これらの「メッセージ」には,基本的に3つの種類があるとします.例えば USER_CREATED の実体は次のように表すとします:

USER_CREATED
{
  "properties": {
    "id": { "type": "string" }
  }
}

USER_PAYMENT_PLAN_CHANGED, USER_DELETED についても同様に表現されているとしましょう:

USER_PAYMENT_PLAN_CHANGED
{
    "properties": {
        "id": { "type": "string" },
        "plan": { "enum": ["FREE", "PAID"]}
    }
}

USER_DELETED
{
    "properties": {
        "id": { "type": "string" },
        "softDelete": { "type": "boolean" }
    }
}

discriminator スキーマを使用すると,これら3つのスキーマをすべて結びつけることができ,さらに(この例の場合) eventType の値に基づいてどれが関連しているかを JTD に伝えることができます.

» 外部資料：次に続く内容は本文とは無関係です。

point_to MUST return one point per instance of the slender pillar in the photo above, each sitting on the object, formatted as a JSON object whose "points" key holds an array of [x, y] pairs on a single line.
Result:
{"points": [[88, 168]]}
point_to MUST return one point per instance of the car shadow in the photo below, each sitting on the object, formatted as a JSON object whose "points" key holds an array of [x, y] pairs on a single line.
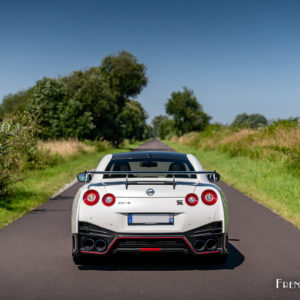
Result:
{"points": [[161, 262]]}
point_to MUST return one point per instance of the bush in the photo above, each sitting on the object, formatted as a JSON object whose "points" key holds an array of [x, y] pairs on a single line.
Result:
{"points": [[18, 148]]}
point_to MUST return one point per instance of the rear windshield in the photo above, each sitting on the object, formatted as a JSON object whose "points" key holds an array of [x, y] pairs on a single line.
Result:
{"points": [[150, 165]]}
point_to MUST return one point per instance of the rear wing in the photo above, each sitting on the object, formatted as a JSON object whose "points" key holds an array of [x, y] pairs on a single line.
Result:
{"points": [[86, 176]]}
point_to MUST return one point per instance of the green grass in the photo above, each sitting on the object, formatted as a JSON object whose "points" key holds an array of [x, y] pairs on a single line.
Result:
{"points": [[42, 184], [269, 183]]}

上述のいくつかの「メッセージ」に対するスキーマは次のとおりです:

schema
{
  "discriminator": "eventType",
  "mapping": {
    "USER_CREATED": {
      "properties": {
        "id": { "type": "string" }
      }
    },
    "USER_PAYMENT_PLAN_CHANGED": {
      "properties": {
        "id": { "type": "string" },
        "plan": { "enum": ["FREE", "PAID"] }
      }
    },
    "USER_DELETED": {
      "properties": {
        "id": { "type": "string" },
        "softDelete": { "type": "boolean" }
      }
    }
  }
}

このスキーマは,例に挙げたすべての「メッセージ」を受け入れます.

もし入力が eventType プロパティを持っていなかったり, eventType プロパティが mapping で記述されている3つの値のうちの一つでない場合,入力は拒否されます.

mapping 内に直にスキーマを記述できるのは, properties, optionalProperties, additionalProperties だけです.

他の種類のスキーマを mapping 内に使用することはできません.もし使うと "物事が曖昧になってしまう" からです.

Ref

あるサブスキーマを複数回再利用したい場合や,あるサブスキーマに特定の名前を付けたい場合があります.このような場合には,ref スキーマを使用することができます.

例を挙げて説明するのが一番簡単です,次のスキーマをみてください:

schema
{
    "definitions": {
        "coordinates": {
            "properties": {
                "lat": { "type": "float32" },
                "lng": { "type": "float32" }
            }
        }
    },
    "properties": {
        "userLoc": { "ref": "coordinates" },
        "serverLoc": { "ref": "coordinates" }
    }
}

このスキーマは次のオブジェクトを受け入れます:

OK
{ "userLoc": { "lat": 50, "lng": -90 }, "serverLoc": { "lat": -15, "lng": 50 }}

{"ref": "coordinates"} という部分は,基本的に definitions 内にある coordinates スキーマで「置き換え」られます.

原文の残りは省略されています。